We also want some shared args, like --verbose
.
This can be achieved by modeling the types as:
from typed_argparse import TypedArgs, WithUnionType
class CommonArgs(TypedArgs):
verbose: bool
class ArgsFoo(CommonArgs):
mode: Literal["foo"]
file: str
class ArgsBar(CommonArgs):
mode: Literal["bar"]
src: str
dst: str
Args = Union[ArgsFoo, ArgsBar]
On parsing side, WithUnionType[Args].validate(...)
can be used to parse the arguments into a type union:
def parse_args(args: List[str] = sys.argv[1:]) -> Args:
parser = argparse.ArgumentParser()
parser.add_argument("--verbose", action="store_true", help="Verbose")
subparsers = parser.add_subparsers(
help="Available sub commands",
dest="mode",
required=True,
)
parser_foo = subparsers.add_parser("foo")
parser_foo.add_argument("file", type=str)
parser_bar = subparsers.add_parser("bar")
parser_bar.add_argument("--src", required=True)
parser_bar.add_argument("--dst", required=True)
return WithUnionType[Args].validate(parser.parse_args(args))
Type checkers like mypy a pretty good at handling such "tagged unions". Usage could look like:
def main() -> None:
args = parse_args()
if args.mode == "foo":
# In this branch, mypy knows (only) these fields (and their types)
print(args.file, args.verbose)
if args.mode == "bar":
# In this branch, mypy knows (only) these fields (and their types)

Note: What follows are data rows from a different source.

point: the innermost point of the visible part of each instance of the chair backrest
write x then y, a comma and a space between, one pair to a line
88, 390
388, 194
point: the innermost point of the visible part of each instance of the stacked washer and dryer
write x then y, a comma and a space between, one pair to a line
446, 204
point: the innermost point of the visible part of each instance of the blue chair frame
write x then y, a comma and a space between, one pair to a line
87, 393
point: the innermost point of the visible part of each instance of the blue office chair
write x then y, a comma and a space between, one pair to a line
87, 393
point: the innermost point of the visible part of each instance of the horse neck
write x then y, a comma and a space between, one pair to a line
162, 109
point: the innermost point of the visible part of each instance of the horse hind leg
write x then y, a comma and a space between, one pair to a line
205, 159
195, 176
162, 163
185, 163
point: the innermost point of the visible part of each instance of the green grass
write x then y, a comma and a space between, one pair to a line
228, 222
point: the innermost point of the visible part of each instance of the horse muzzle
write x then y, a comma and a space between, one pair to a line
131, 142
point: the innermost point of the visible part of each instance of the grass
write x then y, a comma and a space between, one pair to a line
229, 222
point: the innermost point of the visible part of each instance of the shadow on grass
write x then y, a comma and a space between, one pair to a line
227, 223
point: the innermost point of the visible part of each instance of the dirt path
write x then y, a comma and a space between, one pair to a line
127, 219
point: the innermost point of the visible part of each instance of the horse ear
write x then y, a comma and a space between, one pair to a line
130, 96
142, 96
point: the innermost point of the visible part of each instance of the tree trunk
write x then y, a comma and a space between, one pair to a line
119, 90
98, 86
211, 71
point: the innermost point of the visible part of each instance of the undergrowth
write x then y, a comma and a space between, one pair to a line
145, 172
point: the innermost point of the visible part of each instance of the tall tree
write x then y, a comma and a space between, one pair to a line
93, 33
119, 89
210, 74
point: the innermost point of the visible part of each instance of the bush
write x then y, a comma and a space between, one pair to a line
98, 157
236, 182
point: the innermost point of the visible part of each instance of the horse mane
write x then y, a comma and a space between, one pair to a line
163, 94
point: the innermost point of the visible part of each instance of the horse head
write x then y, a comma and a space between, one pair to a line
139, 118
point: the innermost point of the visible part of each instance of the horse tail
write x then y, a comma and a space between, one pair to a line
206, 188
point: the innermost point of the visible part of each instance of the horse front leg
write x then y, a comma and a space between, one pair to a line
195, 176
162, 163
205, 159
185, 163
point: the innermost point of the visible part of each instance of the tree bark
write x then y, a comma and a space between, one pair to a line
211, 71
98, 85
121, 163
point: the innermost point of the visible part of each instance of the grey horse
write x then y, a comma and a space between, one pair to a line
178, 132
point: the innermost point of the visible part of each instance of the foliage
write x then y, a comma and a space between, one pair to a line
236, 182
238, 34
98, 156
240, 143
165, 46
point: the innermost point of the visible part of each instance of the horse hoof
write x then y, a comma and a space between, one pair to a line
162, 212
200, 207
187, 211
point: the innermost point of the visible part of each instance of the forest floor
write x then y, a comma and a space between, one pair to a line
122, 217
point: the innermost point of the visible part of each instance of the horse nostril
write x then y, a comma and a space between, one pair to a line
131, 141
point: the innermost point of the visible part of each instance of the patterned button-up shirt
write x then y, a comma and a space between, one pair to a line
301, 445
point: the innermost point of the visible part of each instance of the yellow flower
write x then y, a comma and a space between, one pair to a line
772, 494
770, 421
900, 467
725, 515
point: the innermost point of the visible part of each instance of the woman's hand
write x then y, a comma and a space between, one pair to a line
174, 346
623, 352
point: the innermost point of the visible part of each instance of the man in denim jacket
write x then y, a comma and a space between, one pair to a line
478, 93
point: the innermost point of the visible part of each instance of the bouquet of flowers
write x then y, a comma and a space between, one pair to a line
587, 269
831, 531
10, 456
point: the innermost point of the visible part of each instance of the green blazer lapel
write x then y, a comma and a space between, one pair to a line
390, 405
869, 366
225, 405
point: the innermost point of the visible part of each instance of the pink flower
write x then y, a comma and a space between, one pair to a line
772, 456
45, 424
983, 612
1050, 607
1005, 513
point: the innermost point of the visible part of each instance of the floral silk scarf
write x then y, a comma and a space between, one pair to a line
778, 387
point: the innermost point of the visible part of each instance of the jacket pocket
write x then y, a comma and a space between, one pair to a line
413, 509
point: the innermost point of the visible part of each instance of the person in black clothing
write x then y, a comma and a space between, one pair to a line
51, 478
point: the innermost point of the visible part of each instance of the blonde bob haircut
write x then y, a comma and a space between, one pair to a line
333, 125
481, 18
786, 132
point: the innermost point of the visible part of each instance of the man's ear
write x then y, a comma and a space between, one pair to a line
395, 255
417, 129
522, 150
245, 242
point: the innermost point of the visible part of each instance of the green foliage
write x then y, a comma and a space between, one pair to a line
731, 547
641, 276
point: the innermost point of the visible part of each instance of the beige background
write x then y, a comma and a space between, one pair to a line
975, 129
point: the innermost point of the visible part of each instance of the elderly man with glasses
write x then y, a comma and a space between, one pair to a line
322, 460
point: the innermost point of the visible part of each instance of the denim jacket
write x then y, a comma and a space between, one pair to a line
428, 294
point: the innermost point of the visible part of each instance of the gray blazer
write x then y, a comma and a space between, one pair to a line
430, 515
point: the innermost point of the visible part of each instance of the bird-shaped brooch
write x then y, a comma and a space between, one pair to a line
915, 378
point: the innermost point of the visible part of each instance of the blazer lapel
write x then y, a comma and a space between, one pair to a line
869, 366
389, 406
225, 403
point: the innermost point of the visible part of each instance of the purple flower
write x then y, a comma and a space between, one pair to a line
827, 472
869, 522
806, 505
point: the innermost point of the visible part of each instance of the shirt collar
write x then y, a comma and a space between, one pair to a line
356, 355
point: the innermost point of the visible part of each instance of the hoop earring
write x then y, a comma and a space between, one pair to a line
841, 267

print(args.src, args.dst, args.verbose)
# Alternatively:
if isinstance(args, ArgsFoo):
# It's an ArgsFoo
...
if isinstance(args, ArgsBar):
# It's an ArgsBar
...
Work-around for common argparse limitation
A known limitation (bug report,
SO question 1,
SO question 2)
of argparse is that it is not possible to combine a positional choices
parameters with nargs="*"
and an list-like default.
This may sounds exotic, but isn't such a rare use case in practice.
Consider for instance a positional actions
argument that should take the values "eat" and "sleep" and allow for arbitrary sequences "eat eat sleep eat ...".
The library provides a small work-around wrapper class Choices
that allows to work-around this argparse limitation:
from typed_argparse import Choices
def parse_args():
parser = argparse.ArgumentParser()
parser.add_argument(
"actions",
nargs="*",
choices=Choices("eat", "sleep"),
default=[],
)
TypedArgs.get_choices_from()
internally uses this wrapper, i.e., it automatically solves the limitation.